Where `` is the directory containing the huge log files.

Example:

```shell
$ java -jar build/libs/log-aggregator.jar src/test/resources/fixtures

______ _______ _____
___ / ______ _______ _ ___ |_______ ________ ______________ _______ _______ ___ /_______ ________
__ / _ __ \__ __ `/ __ /| |__ __ `/__ __ `/__ ___/_ _ \__ __ `/_ __ `/_ __/_ __ \__ ___/
_ /___/ /_/ /_ /_/ / _ ___ |_ /_/ / _ /_/ / _ / / __/_ /_/ / / /_/ / / /_ / /_/ /_ /
/_____/\____/ _\__, / /_/ |_|_\__, / _\__, / /_/ \___/ _\__, / \__,_/ \__/ \____/ /_/
/____/ /____/ /____/ /____/
2016-12-20T18:51:16Z, Server C started.
2016-12-20T19:00:45Z, Server A started.
2016-12-20T19:01:16Z, Server B started.
2016-12-20T19:01:25Z, Server A completed job.
2016-12-20T19:02:02Z, Server C completed job.
2016-12-20T19:02:48Z, Server A terminated.
2016-12-20T19:03:25Z, Server B completed job.
2016-12-20T19:04:50Z, Server B terminated.
2016-12-20T19:05:00Z, Server C terminated.
2016-12-20T19:59:15Z, Server D started.
2016-12-20T20:22:40Z, Server E started.
2016-12-20T20:25:11Z, Server D completed job.
2016-12-20T20:25:11Z, Server D terminated.
2016-12-20T20:26:02Z, Server E completed job.
2016-12-20T20:26:03Z, Server E terminated.
```

## Testing

```shell
$ ./gradlew clean test
```

## Design

`log-aggregator` solves a problem related to a myriad of files containing tons
of logs.

Imagine you have any number of servers (1 to 1000+) that generate log files for
your distributed app. Each log file can range from 100MB - 512GB in size. They
are copied to your machine which contains only 16GB of RAM.

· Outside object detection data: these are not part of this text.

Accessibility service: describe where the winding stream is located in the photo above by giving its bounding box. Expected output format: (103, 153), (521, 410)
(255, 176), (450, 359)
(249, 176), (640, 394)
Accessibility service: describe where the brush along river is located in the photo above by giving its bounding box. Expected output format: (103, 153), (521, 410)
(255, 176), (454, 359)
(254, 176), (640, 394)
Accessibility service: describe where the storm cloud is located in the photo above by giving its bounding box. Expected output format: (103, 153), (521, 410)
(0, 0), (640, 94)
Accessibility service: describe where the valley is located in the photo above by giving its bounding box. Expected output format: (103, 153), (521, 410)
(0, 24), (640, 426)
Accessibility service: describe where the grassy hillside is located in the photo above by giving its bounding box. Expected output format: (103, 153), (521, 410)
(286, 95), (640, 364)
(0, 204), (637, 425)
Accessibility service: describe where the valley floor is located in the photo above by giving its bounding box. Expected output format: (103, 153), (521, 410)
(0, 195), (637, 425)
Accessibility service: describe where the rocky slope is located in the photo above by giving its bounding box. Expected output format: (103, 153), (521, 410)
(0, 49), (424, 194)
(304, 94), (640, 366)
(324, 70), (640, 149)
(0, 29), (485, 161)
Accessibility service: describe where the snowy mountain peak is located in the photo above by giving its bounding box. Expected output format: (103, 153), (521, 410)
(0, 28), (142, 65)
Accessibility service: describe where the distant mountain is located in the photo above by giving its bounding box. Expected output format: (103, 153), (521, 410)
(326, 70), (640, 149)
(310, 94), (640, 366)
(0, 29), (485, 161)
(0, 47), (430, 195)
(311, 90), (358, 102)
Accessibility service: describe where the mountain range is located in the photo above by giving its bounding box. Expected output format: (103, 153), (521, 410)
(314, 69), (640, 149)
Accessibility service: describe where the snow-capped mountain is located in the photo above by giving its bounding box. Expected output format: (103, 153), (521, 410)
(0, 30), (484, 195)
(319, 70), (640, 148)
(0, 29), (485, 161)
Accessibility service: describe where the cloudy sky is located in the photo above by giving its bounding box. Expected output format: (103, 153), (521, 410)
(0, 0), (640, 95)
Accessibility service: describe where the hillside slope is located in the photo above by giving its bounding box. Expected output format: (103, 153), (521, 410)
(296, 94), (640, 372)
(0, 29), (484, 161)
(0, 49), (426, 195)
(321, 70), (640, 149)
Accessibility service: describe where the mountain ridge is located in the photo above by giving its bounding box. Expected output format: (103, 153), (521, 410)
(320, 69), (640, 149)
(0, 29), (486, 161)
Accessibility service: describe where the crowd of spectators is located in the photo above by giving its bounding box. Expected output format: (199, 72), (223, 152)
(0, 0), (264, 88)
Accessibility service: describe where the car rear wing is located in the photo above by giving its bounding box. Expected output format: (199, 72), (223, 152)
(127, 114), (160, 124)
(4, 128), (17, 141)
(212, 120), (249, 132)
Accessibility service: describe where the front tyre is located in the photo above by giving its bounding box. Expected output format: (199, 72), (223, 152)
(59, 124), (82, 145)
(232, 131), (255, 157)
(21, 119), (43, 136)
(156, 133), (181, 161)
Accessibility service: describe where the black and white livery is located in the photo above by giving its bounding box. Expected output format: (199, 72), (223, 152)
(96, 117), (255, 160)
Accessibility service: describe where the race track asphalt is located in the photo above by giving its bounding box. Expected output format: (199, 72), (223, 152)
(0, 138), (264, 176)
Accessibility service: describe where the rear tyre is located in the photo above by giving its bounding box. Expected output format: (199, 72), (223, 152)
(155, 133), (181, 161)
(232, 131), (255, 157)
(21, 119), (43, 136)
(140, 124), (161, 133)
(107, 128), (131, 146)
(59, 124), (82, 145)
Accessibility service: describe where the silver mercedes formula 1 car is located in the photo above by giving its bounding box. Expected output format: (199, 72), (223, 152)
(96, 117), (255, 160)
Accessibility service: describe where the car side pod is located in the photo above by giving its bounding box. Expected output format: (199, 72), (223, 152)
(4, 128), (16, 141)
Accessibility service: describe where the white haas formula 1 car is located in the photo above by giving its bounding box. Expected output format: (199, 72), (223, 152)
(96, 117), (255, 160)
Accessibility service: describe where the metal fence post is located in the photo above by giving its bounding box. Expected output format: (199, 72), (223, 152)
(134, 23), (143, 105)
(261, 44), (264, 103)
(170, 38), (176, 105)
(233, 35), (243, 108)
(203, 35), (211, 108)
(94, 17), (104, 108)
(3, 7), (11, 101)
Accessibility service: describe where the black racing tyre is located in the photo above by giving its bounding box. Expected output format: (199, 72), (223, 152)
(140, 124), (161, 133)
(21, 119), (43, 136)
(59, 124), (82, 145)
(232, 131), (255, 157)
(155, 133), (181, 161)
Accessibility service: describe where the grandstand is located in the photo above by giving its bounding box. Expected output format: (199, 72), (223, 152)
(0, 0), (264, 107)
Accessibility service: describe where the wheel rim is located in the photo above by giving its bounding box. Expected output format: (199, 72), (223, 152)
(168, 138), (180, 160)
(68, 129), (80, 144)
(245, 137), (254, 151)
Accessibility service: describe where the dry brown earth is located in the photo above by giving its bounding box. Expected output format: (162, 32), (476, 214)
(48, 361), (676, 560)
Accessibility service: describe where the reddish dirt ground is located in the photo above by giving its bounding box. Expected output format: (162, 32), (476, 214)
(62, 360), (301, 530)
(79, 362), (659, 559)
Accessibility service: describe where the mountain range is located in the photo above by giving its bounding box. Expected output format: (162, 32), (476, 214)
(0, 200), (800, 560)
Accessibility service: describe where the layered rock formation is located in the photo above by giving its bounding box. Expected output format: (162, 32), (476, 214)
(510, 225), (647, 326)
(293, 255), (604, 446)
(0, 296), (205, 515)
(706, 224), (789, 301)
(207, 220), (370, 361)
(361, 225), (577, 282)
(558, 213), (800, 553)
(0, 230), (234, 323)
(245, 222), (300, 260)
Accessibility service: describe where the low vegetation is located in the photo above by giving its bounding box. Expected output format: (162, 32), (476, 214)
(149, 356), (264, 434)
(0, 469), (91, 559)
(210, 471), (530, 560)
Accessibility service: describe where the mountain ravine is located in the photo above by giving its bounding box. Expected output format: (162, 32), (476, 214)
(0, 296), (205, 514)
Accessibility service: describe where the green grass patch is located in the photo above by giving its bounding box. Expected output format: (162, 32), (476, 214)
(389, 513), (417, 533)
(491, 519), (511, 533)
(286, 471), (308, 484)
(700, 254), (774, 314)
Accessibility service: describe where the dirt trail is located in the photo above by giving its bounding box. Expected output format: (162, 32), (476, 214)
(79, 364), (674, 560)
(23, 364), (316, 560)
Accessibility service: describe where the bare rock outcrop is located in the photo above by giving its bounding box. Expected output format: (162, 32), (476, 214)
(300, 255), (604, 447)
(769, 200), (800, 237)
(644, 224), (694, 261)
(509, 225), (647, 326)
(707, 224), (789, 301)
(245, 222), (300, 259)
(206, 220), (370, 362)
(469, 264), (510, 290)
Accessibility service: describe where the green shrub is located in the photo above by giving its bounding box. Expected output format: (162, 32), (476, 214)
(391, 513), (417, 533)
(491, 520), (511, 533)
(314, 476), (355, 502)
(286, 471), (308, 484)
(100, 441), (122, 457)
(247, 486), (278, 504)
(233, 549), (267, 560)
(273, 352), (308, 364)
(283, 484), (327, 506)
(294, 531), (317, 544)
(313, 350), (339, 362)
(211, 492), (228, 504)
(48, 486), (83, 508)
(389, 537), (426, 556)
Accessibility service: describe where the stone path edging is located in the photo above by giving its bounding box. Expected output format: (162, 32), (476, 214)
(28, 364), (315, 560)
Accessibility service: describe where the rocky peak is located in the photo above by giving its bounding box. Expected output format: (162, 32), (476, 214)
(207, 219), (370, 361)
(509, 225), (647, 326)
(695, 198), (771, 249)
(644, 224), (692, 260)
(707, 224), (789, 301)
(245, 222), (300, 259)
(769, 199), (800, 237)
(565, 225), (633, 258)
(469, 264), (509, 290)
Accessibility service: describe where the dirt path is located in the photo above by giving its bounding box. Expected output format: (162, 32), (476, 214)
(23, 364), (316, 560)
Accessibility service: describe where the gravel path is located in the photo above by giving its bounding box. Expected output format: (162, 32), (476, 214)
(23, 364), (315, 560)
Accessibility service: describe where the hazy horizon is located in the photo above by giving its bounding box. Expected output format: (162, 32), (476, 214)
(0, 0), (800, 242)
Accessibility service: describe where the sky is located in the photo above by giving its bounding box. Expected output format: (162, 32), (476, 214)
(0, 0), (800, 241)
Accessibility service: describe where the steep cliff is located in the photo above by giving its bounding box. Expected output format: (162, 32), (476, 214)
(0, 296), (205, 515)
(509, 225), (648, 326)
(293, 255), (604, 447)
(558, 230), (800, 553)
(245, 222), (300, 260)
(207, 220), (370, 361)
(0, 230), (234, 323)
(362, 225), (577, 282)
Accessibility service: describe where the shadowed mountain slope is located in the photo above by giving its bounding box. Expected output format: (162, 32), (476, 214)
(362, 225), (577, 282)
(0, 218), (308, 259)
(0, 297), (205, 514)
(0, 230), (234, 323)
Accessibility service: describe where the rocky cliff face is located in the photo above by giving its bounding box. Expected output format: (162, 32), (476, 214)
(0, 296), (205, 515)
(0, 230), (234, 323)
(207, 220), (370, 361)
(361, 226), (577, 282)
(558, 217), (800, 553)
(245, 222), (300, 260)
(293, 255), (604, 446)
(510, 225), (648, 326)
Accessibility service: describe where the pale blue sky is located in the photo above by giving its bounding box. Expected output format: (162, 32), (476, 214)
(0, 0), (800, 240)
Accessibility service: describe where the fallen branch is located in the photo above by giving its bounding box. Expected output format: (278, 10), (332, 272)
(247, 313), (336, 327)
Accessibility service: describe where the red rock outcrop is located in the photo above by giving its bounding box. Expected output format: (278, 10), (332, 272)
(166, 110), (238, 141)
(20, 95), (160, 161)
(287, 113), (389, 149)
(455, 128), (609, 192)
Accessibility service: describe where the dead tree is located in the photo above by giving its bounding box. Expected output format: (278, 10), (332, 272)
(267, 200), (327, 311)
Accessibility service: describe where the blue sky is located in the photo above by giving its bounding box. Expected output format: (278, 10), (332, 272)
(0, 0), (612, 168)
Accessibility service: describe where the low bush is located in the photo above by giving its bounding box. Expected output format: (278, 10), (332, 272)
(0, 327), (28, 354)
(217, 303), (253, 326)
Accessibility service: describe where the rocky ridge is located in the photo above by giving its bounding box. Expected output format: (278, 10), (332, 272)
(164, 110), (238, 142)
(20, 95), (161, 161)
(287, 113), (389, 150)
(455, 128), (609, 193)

The local directory would look like this:

```shell script
$ ls /temp
server-ac329xbv.log
server-buyew12x.log
server-cnw293z2.log
```

Our goal is to print the individual lines out to the standard output,
sorted by timestamp.

### Approach to Tackle

`log-aggregator` receives the path of the directory containing log files.
Internally, it grabs all the files and converts them into instances of
[RandomAccessFile](https://docs.oracle.com/en/java/javase/11/docs/api/java.base/java/io/RandomAccessFile.html),
which provides a handy way to read the files **without loading them
into memory**.

#### RandomAccessFile

Given that only 16GB of memory are available and that a single file can range
from 100MB - 512GB in size, avoiding loading the whole files into memory is
mandatory.

[RandomAccessFile](https://docs.oracle.com/en/java/javase/11/docs/api/java.base/java/io/RandomAccessFile.html),
allows to read the file using a pointer that is stored within the instance. This
pointer is a number that represents the index of the byte to read in the file.
In other words, each line can be read and a pointer to the next line is stored
inside the `RandomAccessFile` instance.

#### Comparing Logs

In addition to storing the pointer of each file, a special `Set` is also in the
game. This data structure holds instances of `LogFileHolder`, which contains two
things: the current log of each file and the reference to the `RandomAccessFile`
instance that owns the log.

The `Set` is a `TreeSet` that sorts its elements by the log using the timestamp.
A comparator for the `TreeSet` structure is provided to ensure the items are
sorted as expected.

Given that the timestamps are provided in the ISO 8601 format, there is no need
to convert them into `Instant`s or any other kind of date objects for
comparison, as this format provides lexicographical order, which means that they
can be compared as `String` instances.

#### Printing Logs

Since the `TreeSet` structure contains the logs sorted by timestamp, its very
first element is the log to be printed out, due to each item contains a
reference to the `RandomAccessFile` instance, `log-aggregator` prints the log,
reads the next one and decides whether insert it into the `TreeSet` or whether
it is time to close the file (no more entries).